Architecture: data storage - metaspace2020/metaspace GitHub Wiki

PostgreSQL

The database schema is "owned" by sm-graphql. All changes must be made to the TypeScript model.ts files and applied through TypeORM migrations. More info in SQL migrations.

Development

See Dev-environment-tips#set-up-datagrip-to-connect-to-the-production-databases for an easy way to connect DataGrip to prod without needing the VPN.

If you're good with SQL, sometimes it's fastest to just SSH to a server and run commands directly e.g. sudo -u postgres psql sm postgres -c "SELECT * FROM graphql.dataset WHERE id = '...'"

Be aware that the engine tests need a static copy of the DB schema. This file is generated in the sm-graphql project by running yarn run gen-sql-schema. It should be checked in to git so that the CI can run engine tests without needing to set up an environment to run sm-graphql.

Development decisions

The decision to use TypeORM was made after evaluating all popular Python and TypeScript ORMs at the time, and finding that only TypeORM had satisfactory performance, automated migration generation and a strong connection between the database schema and the language's static type checking. Additionally, as sm-graphql handles significantly more SQL operations than engine, it made sense to prioritize convenience in sm-graphql.

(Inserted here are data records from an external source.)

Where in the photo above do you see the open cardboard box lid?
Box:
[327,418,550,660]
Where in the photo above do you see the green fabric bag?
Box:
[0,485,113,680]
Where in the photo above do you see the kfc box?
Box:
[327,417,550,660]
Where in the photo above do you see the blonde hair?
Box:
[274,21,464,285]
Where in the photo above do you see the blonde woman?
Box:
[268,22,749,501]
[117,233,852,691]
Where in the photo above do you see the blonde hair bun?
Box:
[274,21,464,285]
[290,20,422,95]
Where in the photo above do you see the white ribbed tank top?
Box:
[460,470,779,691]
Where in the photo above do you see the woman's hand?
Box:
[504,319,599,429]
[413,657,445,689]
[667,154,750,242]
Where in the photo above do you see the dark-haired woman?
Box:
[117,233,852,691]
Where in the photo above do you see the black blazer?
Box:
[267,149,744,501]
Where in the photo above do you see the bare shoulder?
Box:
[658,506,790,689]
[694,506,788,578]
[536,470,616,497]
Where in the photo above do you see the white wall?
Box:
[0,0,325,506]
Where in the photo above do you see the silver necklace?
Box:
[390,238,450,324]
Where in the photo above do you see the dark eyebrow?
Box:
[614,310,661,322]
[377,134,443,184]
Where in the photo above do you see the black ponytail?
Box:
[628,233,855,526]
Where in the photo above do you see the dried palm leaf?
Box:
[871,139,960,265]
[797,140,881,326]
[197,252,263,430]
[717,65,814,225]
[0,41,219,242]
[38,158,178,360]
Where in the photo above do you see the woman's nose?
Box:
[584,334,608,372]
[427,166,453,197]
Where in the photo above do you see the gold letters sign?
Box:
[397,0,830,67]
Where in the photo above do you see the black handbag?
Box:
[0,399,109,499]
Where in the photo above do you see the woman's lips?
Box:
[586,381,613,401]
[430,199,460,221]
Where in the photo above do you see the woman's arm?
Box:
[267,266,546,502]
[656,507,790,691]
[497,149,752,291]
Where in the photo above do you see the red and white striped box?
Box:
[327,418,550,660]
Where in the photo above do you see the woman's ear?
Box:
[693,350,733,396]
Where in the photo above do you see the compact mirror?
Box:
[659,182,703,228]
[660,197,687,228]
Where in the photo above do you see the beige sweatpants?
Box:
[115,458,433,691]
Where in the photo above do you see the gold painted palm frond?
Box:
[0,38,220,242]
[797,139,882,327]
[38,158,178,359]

There are currently two SQL namespaces (called "schemas" in SQL terminology, but they shouldn't be confused with the schema definition), public and graphql. graphql was introduced in an attempt to keep the engine and sm-graphql applications independent - a decision that was soon found to slow development with no benefit. After a group discussion, we decided all new tables should be in the public namespace unless there's a good organizational reason not to, such as a new many-to-many table between two existing graphql tables.

Gotchas

There are two `dataset` tables: `public.dataset` and `graphql.dataset`

This is an awkward separation of responsibility - engine manages creation/deletion of public.dataset and sm-graphql manages creation/modification/deletion of graphql.dataset, however both applications can read both tables. They are not connected by a foreign key, and occasionally they go out of sync.

This was not an intentional design decision, it was just too difficult to refactor and migrate into a clean state at the time. engine's lack of an ORM makes it tedious and error-prone to add new columns to public.dataset.

Where to place a column depends on which application is responsible for saving it to the database. Most new columns should go in graphql.dataset because sm-graphql handles most basic CRUD operations. Columns should only be added to public.dataset if the value is calculated/modified from engine code.

METASPACE runs Postgres 9.5

No particular reason for this - we just haven't invested the time to upgrade yet.

It has a limited set of JSON functions
It doesn't cache evaluation of JSON operations, which can make JSON access in the annotation table very slow. E.g. if you SELECT or use a WHERE filter on dataset.config->'isotope_generation' in a query that joins to annotation, it will JSON-decode dataset.config for EVERY output row, even if there's only 1 dataset and 10000 annotations. To get around this, use WITH CTEs to make subqueries that filter/extract the dataset JSON fields separately from the query that joins to annotation.

ElasticSearch

ElasticSearch is used for searching, retrieving and applying authorization rules for datasets and annotations. It's possible to 100% recreate the ElasticSearch index based on data stored in Postgres using scripts/update_es_index.py, however: 1) this process takes days to run, and 2) some of the data (m/z values, isomers/isobars) is computed on-the-fly and can only be computed in Python code.

It's pretty messy to work with, so we've try to minimize the surface area interacting with ElasticSearch. All schema definitions and write operations should be kept in es_export.py and all queries should be kept in esConnector.ts.

I really can't give any other development tips - every time I've worked with ElasticSearch I've needed to read the docs.

Web Server Filesystem

/var/www/mol-images - Molecular database molecule images (served through nginx)
/var/www/webapp - Compiled webapp (served through nginx)
/var/www/webapp/old_ver - Previous compiled version of webapp (also served through nginx, allowing the website to still work even if people don't refresh for a while after a deployment)
/opt/dev/metaspace/metaspace/graphql/health.json - When there is a maintenance message or read-only mode is active, graphql will use this file to persist the status even if the process is restarted. This file is usually removed automatically during Ansible deployment.
/opt/data/metaspace/public/raw_optical_images/ - Contains raw user-uploaded optical images. After these are submitted, sm-api also makes several lower-resolution copies that are stored in S3.

S3

The AWS CLI is much easier to use than the web interface. Once set up you can do e.g. aws s3 ls s3://sm-engine-upload | less to view a bucket, or just aws s3 ls to list buckets.